The action picks up immediately where the original left off, as Sarah returns to the remote caverns with a rescue team that has been assigned to locate the missing climbers after they failed to report back from their trip. Their mission brings them face to face with more subterranean terrors, as they must survive through cave-ins and the monsters hiding in the dark.
Outside of Sarah's convenient memory loss and the obvious negligence in forcing an amnesiac into a search and rescue operation, the plot serves as an excellent approach in continuing the story. The filmmakers have set out to create a reversal of many of the essential themes driving the first film (loss of humanity, destruction of friendships, and others), which they have succeeded in in every way possible. PART 2 also earns a high level of legitimacy in the return of the entire original crew, as well as its two female leads in Shauna Macdonald and Natalie Mendoza. This is taken a step further in the reprisal of the original score and Neil Marshall's attachment as Executive Producer. Building on the continued theme of female empowerment, we also find that the men of THE DESCENT: PART 2 are weak, helpless, and impulsive, where the women remain strong, intuitive, and resourceful.

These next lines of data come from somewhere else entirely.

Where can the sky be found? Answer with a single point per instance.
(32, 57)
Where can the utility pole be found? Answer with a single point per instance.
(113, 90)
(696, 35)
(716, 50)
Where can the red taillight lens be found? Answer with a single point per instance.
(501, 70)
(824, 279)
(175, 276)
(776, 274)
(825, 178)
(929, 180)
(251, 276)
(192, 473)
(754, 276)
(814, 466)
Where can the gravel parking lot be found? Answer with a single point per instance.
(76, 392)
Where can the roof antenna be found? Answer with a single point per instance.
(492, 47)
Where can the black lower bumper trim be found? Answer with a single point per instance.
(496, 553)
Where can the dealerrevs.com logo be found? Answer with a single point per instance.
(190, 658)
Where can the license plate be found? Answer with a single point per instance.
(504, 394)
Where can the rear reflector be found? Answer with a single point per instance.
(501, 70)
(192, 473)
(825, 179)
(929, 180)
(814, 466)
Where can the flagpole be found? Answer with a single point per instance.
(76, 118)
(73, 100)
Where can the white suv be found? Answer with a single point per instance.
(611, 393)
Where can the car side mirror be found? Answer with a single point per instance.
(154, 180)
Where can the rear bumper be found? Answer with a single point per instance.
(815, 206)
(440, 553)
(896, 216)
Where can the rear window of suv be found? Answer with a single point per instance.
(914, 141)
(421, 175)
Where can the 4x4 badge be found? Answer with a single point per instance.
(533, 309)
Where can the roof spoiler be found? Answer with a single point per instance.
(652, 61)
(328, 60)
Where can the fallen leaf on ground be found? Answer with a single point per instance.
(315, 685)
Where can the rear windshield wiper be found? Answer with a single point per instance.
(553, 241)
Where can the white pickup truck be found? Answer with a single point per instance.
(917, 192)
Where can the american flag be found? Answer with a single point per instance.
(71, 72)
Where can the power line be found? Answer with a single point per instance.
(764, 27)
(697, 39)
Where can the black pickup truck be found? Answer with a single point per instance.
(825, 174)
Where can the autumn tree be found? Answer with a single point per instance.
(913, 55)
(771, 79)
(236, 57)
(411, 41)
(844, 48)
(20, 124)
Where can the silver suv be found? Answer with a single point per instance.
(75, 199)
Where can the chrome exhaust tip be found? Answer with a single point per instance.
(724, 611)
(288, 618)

While Harris does attempt to recreate many of the successful scares from Marshall's film, he has created a fresh palette of unique and perfectly crafted thrills that give his work a life of its own. Skeptical fans of THE DESCENT will be pleasantly surprised and shocked at many of the terrifying jumps the same way that they will enjoy the nauseating tension and suspense generated as the rescue workers squeeze through the impossibly tight passageways. The cave crawlers are just as fierce and menacing as they were before, but they still only pose half of the threat compared to the many cave-ins, dead ends, and suffocating quarters. Sarah's character arc is just as integral to the story of this second film as it had been previously, and Macdonald continues to shine in the role as she rebuilds much that was lost in her last cave dive. In addition, PART 2 packs on the gore in all the right places, without ever relying on it to mask any deficiencies in the plot.
THE DESCENT: PART 2 may be one of the strongest series sequels to come out of the last decade, taking each of the successful elements of the original film and expanding them even further. It is that much more surprising that the film was not given a theatrical release, but it can expect to see a growing rise in interest on DVD.